Brno Research Institutes To Collaborate To Improve Treatment of Strokes
The collaboration consists of seven Brno institutes and international experts. Together, they aim to improve the diagnosis and treatment of strokes, with each institute playing a vital role in the process. In terms of its size and scope, the research cluster is unmatched in Central and Eastern Europe. Photo credit: KK / Brno Daily.
Brno, Aug 7 (BD) – Strokes, alongside heart disease and cancer, are the leading cause of death worldwide, affecting more than 17 million people annually, and are the most common cause of permanent disability in adults. In the Czech Republic, strokes affect more than 25,000 people a year, with almost 10,000 deaths, according to St. Anne’s Hospital in Brno.
Research into the diagnosis and treatment of strokes should now become more comprehensive, however, thanks to a unique newly-established research cluster: STROKE BRNO. The cluster is interdisciplinary, and aims to connect the knowledge and expertise of academic and industrial partners and ensure the effective use of knowledge from basic research in clinical practice.
“Each institution in this platform has its irreplaceable role and we operate as one team.
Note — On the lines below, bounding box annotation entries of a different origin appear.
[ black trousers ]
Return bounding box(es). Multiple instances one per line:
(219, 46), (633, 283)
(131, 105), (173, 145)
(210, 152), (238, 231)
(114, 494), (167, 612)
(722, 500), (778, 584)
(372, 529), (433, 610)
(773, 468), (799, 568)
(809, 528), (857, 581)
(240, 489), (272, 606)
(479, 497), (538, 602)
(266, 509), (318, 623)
If a new idea arises, colleagues from the Academy of Sciences will perform tests on models of the human brain printed on a 3D printer, and experts from the Research Institute of Veterinary Medicine can test the substances on animal models,” said Professor Jiří Damborský, head of Loschmidt Laboratories at Masaryk University, one of the members of the new cluster.
The STROKE BRNO cluster is mainly focused on developing new drugs, biopharmaceuticals and nanosystems for the diagnosis and treatment of strokes, as well as new diagnostic procedures and prognoses for strokes, so that the results of their research “will have a positive impact on patient treatment in the future.”
The cluster is the result of five years of cooperation and a clear need for treatment. “This [need for treatment] motivated us to gradually contact more and more institutions,” said neurologist Robert Mikulík, the initiator of the cluster and the head of the Cerebrovascular Research Program at the International Clinical Research Center at St. Anne’s University Hospital in Brno, as quoted by Seznam Zprávy.
The project is the largest research cluster for the treatment of strokes in Central and Eastern Europe. How long the project will continue before they reach their goal is uncertain. “It’s a relatively unexplored journey. It is not a matter of several years, but rather ten years. If we reach the goal in ten years, it will be a great success,” added Mikulík.
Members of the cluster include seven Brno institutes: The International Clinical Research Center of St. Anne’s University Hospital Brno (FNUSA-ICRC), Institute of Biophysics of the Czech Academy of Sciences, Loschmidt Laboratories of the Faculty of Science of Masaryk University and FNUSA-ICRC, Institute of Scientific Instruments of the Czech Academy of Sciences, Veterinary Research Institute, Masaryk Memorial Cancer Institute and BioVendor Research & Diagnostic Products company. Experts from the Vall d’Hebron Institute in Barcelona, the Dongguk University in Seoul, South Korea, and the Weizmann Institute in Rehovot, Israel, are also collaborating with the cluster.